Agonist activation of δ-opioid receptor but not μ-opioid receptor potentiates fetal calf serum or tyrosine kinase receptor-mediated cell proliferation in a cell-line-specific manner

Activation by opioid receptors of cell proliferation was examined with fibroblast cell lines stably expressing either δ-opioid or μ-opioid receptors. Addition of [D-Ala²,D-Leu⁵]-enkephalin or [d-Pen²,D-Pen⁵]- enkephalin to Chinese hamster ovary (CHO) cells transfected with δ-opioid receptor cDNA resulted in an agonist concentration-dependent potentiation of fetal calf serum (FCS)-stimulated cell proliferation. This potentiation by δ-opioid agonists was antagonized by naloxone and was not observed with the κ-opioid receptor selective agonist U50,488 or the μ-opioid receptor selective agonist [D-Ala²,N-MePhe⁴,Gly-ol⁵]-enkephalin. This δ-opioid agonist effect was not observed at FCS concentrations >0.1% and could be blocked by pretreating cells with pertussis toxin, indicating that G(i)/G(o) were involved in this action.
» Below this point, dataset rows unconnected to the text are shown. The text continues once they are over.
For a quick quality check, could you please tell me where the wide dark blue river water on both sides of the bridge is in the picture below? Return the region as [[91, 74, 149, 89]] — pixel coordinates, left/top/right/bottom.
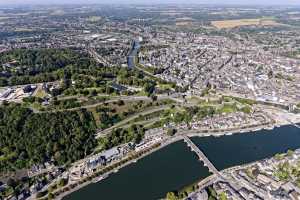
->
[[64, 126, 300, 200]]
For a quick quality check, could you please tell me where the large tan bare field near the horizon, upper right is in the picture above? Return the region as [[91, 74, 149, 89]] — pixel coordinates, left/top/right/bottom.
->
[[211, 19, 280, 29]]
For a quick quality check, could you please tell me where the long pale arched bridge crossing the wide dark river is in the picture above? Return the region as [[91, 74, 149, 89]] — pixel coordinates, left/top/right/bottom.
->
[[183, 135, 222, 177]]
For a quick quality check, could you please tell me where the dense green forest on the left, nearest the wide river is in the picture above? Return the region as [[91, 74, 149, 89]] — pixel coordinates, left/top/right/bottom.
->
[[0, 104, 96, 172]]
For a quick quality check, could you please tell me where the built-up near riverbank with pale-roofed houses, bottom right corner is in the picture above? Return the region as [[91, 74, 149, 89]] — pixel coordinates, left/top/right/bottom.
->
[[188, 148, 300, 199]]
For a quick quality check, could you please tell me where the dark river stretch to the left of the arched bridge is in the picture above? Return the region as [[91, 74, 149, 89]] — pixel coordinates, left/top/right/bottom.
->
[[64, 141, 209, 200]]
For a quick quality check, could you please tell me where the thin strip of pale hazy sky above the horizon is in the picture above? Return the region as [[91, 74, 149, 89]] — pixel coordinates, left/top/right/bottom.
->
[[0, 0, 300, 5]]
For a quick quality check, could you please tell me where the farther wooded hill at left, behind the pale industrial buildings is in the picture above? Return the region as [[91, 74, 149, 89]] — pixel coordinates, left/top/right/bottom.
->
[[0, 49, 95, 86]]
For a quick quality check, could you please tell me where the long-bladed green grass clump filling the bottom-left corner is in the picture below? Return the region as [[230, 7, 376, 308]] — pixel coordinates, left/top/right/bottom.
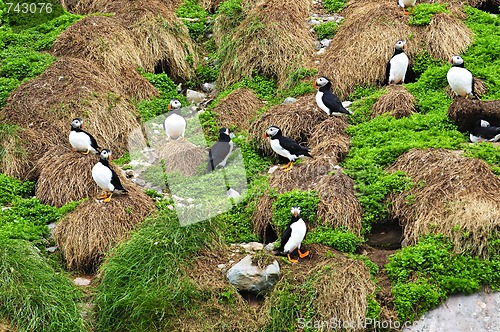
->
[[0, 236, 86, 332]]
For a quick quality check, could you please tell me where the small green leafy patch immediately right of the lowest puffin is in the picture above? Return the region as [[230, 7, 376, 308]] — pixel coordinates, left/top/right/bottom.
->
[[304, 225, 362, 253]]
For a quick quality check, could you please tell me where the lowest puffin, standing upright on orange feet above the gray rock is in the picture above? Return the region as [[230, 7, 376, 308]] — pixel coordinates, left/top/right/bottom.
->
[[278, 206, 309, 263]]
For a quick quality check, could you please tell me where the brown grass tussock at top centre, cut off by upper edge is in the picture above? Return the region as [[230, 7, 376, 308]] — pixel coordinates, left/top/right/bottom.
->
[[218, 0, 314, 89]]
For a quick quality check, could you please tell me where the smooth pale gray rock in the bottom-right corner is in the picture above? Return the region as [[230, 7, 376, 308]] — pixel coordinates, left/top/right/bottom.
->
[[403, 292, 500, 332]]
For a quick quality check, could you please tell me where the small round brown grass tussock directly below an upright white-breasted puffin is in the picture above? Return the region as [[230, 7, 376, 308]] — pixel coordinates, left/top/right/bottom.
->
[[372, 85, 415, 119]]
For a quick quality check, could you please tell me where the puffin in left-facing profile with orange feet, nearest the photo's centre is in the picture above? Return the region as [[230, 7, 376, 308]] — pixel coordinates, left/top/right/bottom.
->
[[262, 126, 312, 172]]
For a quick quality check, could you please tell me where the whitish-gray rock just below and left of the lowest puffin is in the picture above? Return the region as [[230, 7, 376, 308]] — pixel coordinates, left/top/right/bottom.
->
[[226, 255, 280, 294]]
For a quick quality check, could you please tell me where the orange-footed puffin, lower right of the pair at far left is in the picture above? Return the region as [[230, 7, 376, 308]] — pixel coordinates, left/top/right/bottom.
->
[[92, 149, 127, 203]]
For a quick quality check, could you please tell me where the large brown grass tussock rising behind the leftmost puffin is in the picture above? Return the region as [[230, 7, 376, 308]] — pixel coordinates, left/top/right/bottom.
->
[[0, 57, 143, 182]]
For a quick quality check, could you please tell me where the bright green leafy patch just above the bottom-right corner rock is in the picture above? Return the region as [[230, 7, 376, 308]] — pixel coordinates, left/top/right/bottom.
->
[[386, 235, 500, 321]]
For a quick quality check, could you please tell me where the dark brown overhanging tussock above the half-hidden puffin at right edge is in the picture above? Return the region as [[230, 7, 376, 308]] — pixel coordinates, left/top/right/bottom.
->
[[448, 98, 500, 132]]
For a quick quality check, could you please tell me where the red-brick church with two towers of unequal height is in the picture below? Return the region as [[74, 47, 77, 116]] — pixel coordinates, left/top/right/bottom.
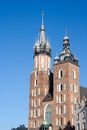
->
[[28, 13, 80, 130]]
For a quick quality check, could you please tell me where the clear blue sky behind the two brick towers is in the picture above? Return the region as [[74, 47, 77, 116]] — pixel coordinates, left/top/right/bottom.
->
[[0, 0, 87, 130]]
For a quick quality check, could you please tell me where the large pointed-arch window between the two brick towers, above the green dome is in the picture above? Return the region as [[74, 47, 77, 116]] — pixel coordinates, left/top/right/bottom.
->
[[45, 104, 52, 123]]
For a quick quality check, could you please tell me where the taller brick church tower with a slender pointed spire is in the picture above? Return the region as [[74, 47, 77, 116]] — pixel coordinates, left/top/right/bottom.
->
[[29, 13, 53, 130]]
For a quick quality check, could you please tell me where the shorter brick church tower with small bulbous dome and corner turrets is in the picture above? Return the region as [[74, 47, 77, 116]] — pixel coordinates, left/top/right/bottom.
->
[[53, 36, 80, 130]]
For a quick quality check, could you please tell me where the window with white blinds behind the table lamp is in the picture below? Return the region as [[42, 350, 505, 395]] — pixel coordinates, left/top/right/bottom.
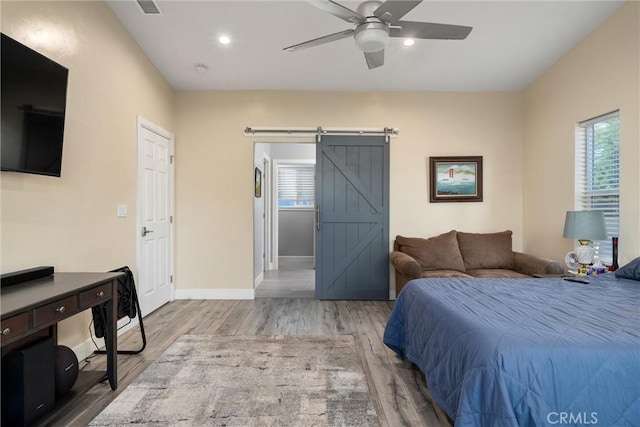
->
[[576, 111, 620, 262]]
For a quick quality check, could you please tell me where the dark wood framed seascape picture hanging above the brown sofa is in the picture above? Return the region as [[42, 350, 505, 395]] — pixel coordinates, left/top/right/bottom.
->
[[429, 156, 483, 203]]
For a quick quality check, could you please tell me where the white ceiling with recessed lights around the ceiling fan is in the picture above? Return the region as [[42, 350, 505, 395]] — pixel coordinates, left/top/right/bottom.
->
[[109, 0, 623, 91]]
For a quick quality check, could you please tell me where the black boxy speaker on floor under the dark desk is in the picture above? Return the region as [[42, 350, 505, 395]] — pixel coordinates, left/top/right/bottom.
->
[[2, 338, 56, 426]]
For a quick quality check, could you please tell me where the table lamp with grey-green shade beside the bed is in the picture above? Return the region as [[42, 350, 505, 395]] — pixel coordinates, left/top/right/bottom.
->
[[562, 211, 607, 276]]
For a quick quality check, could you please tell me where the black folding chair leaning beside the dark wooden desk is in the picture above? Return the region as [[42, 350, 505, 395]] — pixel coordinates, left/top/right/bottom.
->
[[91, 266, 147, 354]]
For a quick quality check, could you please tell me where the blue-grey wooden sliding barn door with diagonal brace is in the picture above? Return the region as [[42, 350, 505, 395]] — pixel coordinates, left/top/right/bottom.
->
[[316, 136, 389, 300]]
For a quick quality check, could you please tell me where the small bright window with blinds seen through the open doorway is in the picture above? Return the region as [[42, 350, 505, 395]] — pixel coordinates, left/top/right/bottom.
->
[[278, 164, 315, 208]]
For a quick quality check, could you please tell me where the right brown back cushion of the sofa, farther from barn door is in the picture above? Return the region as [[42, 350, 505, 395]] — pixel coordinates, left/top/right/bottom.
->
[[458, 230, 515, 270]]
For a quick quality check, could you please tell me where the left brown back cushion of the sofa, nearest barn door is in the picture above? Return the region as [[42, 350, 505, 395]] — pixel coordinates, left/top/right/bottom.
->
[[396, 230, 464, 271]]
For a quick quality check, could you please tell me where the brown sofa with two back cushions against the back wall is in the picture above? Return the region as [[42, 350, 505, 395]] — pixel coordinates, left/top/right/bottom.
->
[[390, 230, 564, 295]]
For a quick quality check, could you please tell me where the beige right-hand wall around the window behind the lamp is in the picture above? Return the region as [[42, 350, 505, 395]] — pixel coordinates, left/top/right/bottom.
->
[[523, 1, 640, 265]]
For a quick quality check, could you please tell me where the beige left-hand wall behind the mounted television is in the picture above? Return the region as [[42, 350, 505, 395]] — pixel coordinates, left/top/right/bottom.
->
[[1, 1, 173, 352]]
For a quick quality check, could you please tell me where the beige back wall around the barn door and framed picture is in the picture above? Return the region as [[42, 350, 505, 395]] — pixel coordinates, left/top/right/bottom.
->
[[176, 91, 522, 291]]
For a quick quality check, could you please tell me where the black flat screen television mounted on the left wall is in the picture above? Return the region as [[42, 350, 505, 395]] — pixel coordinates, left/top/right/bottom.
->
[[0, 34, 69, 176]]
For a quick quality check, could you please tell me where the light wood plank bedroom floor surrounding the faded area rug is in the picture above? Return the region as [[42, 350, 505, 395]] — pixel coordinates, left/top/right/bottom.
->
[[53, 298, 450, 427]]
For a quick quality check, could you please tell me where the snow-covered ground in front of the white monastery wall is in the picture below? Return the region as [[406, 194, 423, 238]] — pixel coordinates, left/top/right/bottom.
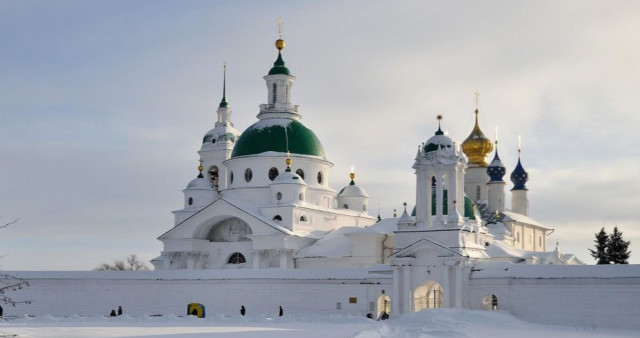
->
[[0, 309, 640, 338]]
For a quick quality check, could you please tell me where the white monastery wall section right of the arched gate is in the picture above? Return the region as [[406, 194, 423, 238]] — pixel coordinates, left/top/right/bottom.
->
[[466, 265, 640, 329]]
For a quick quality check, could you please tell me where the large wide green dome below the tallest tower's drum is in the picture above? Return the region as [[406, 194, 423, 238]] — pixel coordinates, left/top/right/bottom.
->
[[231, 118, 325, 158]]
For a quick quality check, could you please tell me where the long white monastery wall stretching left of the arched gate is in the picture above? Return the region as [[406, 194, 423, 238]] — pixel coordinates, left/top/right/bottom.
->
[[4, 269, 392, 317]]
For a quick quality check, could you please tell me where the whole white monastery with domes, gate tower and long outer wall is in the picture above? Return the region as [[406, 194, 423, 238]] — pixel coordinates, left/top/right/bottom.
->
[[6, 29, 640, 328]]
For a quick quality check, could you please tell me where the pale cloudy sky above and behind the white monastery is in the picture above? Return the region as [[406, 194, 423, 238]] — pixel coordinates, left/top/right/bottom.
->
[[0, 0, 640, 270]]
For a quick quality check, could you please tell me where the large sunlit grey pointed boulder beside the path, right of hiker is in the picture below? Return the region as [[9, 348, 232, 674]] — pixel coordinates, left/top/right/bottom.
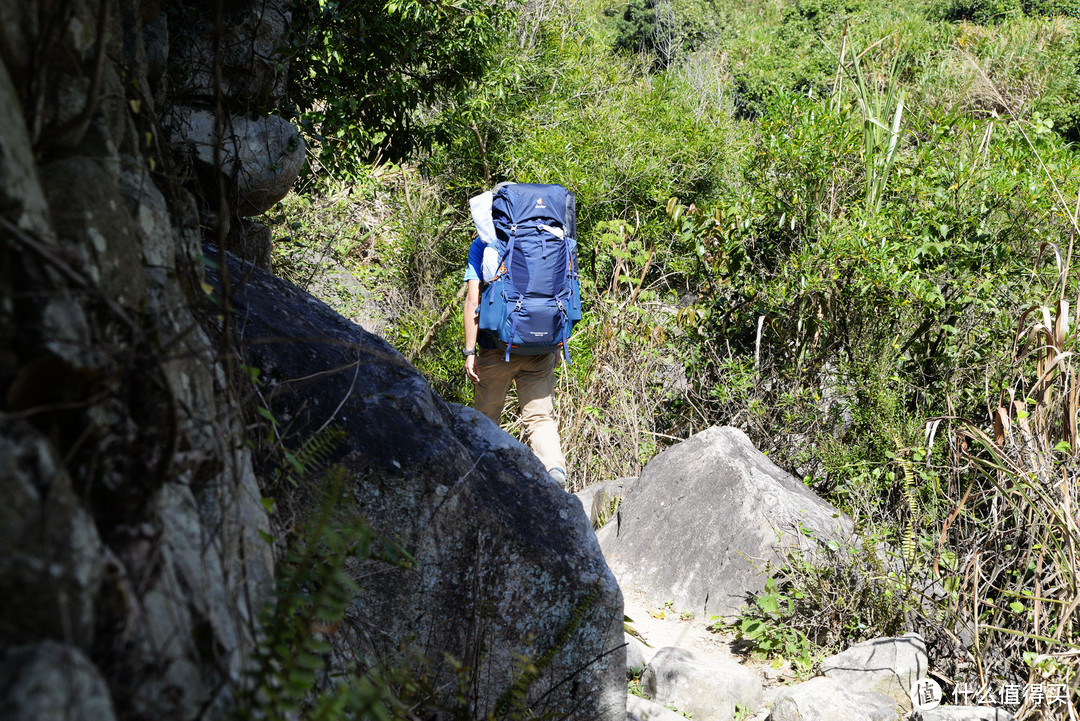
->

In addition, δ-opioid agonists could potentiate CHO cell proliferation stimulated by those growth factors that are mediated by tyrosine kinase receptors (i.e., insulin, insulin-like growth factor 1, and fibroblast-derived growth factor b). This δ-opioid agonist potentiation of growth apparently was dependent on the level of δ-opioid receptors that were expressed and had cell-line selectivity. Activation of δ-opioid receptors expressed in Rat-1 or NIH3T3 fibroblast did not result in a modulation of the celt growth induced by FCS or by growth factors. Interestingly, in CHO cells transfected with μ-opioid receptor cDNA, activation with agonists did not produce a potentiation of FCS-stimulated proliferation. This rack of μ-opioid receptor effect was not due to the differences among CHO clones. In a CHO cell line transfected with both δ- opioid receptor cDNA and μ-opioid receptor cDNA, activation of δ-but not μ-opioid receptors resulted in a potentiation of growth. These data suggest that δ- and μ-opioid receptors in CHO cells activate similar but divergent second messenger pathways, resulting in the differential regulation of cell growth.